Fence-in High Level Bridge, pleads husband of suicide victim

An Edmonton businessman described how his wife took her life on the High Level Bridge while making an impassioned plea to city councillors to erect barriers along the railings.

'Every month that goes by represents one or two more lives,' Dan Klemke says

Dan Klemke wants the city to make it more difficult to people to take their own lives on the High Level Bridge.

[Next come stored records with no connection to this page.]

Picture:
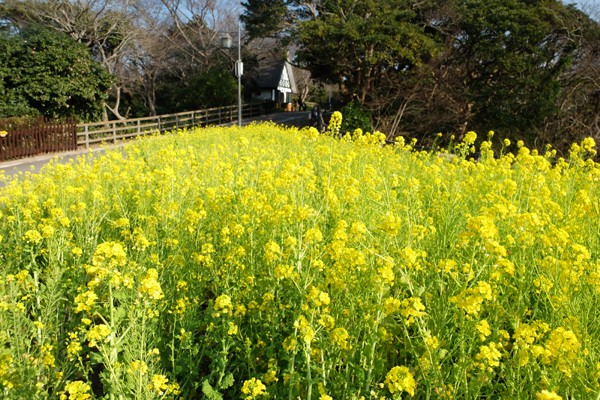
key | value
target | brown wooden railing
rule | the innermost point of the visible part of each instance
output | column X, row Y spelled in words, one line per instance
column 37, row 136
column 113, row 131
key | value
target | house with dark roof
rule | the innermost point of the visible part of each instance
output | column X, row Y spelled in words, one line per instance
column 274, row 77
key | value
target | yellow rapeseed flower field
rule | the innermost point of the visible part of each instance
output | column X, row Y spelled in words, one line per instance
column 270, row 262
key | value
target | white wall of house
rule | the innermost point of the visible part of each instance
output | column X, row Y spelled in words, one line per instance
column 285, row 85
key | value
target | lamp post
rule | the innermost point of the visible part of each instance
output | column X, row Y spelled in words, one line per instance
column 239, row 67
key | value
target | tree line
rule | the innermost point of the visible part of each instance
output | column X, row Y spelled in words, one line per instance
column 523, row 68
column 113, row 59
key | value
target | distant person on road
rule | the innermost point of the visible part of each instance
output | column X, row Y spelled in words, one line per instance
column 316, row 119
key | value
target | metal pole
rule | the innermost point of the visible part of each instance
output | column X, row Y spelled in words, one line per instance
column 239, row 73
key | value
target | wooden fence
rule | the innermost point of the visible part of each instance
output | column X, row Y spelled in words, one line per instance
column 118, row 130
column 38, row 136
column 41, row 136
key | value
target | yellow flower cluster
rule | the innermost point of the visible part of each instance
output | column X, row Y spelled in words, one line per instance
column 213, row 256
column 400, row 379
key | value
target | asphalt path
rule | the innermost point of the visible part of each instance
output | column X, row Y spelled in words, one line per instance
column 35, row 164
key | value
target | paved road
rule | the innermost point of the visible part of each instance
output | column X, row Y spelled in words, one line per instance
column 34, row 164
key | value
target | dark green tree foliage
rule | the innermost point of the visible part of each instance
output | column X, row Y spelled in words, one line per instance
column 423, row 66
column 359, row 44
column 511, row 54
column 48, row 73
column 265, row 18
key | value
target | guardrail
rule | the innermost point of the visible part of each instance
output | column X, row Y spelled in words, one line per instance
column 114, row 131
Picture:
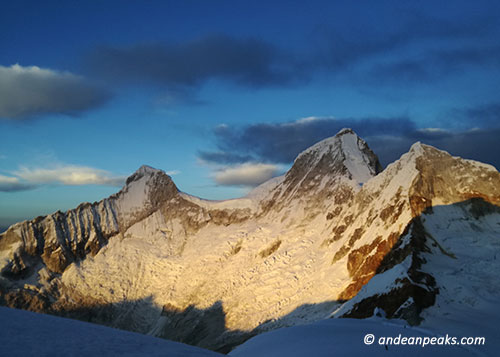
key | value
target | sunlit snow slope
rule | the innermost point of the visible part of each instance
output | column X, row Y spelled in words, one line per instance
column 335, row 236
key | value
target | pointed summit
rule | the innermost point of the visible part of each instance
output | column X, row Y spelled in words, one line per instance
column 344, row 154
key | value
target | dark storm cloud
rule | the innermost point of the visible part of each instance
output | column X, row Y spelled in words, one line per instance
column 246, row 62
column 487, row 115
column 224, row 157
column 432, row 65
column 389, row 138
column 27, row 92
column 344, row 47
column 281, row 143
column 481, row 145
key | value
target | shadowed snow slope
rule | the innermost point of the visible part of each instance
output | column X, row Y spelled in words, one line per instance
column 25, row 333
column 334, row 236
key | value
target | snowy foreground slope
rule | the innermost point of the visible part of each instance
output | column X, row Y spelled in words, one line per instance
column 336, row 236
column 345, row 337
column 24, row 333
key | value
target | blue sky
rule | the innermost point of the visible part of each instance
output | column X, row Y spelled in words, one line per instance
column 223, row 95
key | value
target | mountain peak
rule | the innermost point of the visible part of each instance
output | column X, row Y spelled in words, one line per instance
column 143, row 171
column 345, row 152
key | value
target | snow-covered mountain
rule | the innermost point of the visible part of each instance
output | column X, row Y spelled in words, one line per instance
column 334, row 237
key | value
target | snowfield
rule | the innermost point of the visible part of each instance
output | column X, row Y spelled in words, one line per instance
column 345, row 337
column 24, row 333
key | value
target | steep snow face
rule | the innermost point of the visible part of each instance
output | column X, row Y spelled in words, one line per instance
column 57, row 240
column 344, row 153
column 214, row 273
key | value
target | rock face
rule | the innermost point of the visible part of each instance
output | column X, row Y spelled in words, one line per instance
column 334, row 237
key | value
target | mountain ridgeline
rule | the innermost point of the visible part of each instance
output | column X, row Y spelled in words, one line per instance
column 336, row 236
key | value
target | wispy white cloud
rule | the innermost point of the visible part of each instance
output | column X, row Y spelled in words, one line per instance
column 68, row 175
column 248, row 174
column 27, row 178
column 30, row 91
column 13, row 184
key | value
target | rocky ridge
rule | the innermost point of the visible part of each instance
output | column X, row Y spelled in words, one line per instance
column 335, row 236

Klemke's wife, Marilyn, ended her life in 2013. (CBC)

An Edmonton businessman described on Monday how his wife took her life on the High Level Bridge while making an impassioned plea to city councillors to erect barriers along the railings.

"The High Level Bridge has been a monument to tragedy for as long as I can remember and we're about to embark on a project to light the bridge to try to make it a place of celebration," said Dan Klemke. "I implore you to stand with me and complete the job by adding a proper impediment to further tragedy."

Klemke told councillors his wife Marilyn experienced a severe reaction to her travel immunizations and subsequent related prescription medicine late in 2012.

She jumped from the bridge on Jan. 2, 2013.

Klemke said it's too easy for people acting on impulse to jump from the bridge. He brought along a sample of the west railing made by a friend to show how councillors how easy it was to climb.

"I was unable to bring myself to go anywhere near the bridge until Dec. 7th," he said. "I went armed with a tape measure and a rose."

The west rail is covered with iron mesh, but rather than providing even a slight impediment, it is "actually perfectly designed to provide stable and secure footing that even a child could climb," he said.  

Klemke proposed extending and painting the chain link fencing — already on the north end of the bridge over River Road — which would be faster and cheaper than a more expensive option.

"Every month that goes by represents one or two more lives," he said. "Undoubtedly, even if we put an impediment there some people will find another way to end their life ... but we need to remove the easy impulsive option the bridge currently affords." 

His story drew tears from some councillors and changed the mind of Mayor Don Iveson.

"I was hesitant about the barrier until today and now I'm starting to think that maybe we do need to pursue that."

But he said whatever barrier is decided on must be aesthetic and functional.

A report outlining some detailed options will be prepared for May.

In the meantime the city will install call boxes on the High Level Bridge connected to the 24-hour Distress Line.

The $20,000 cost will be absorbed in the budget.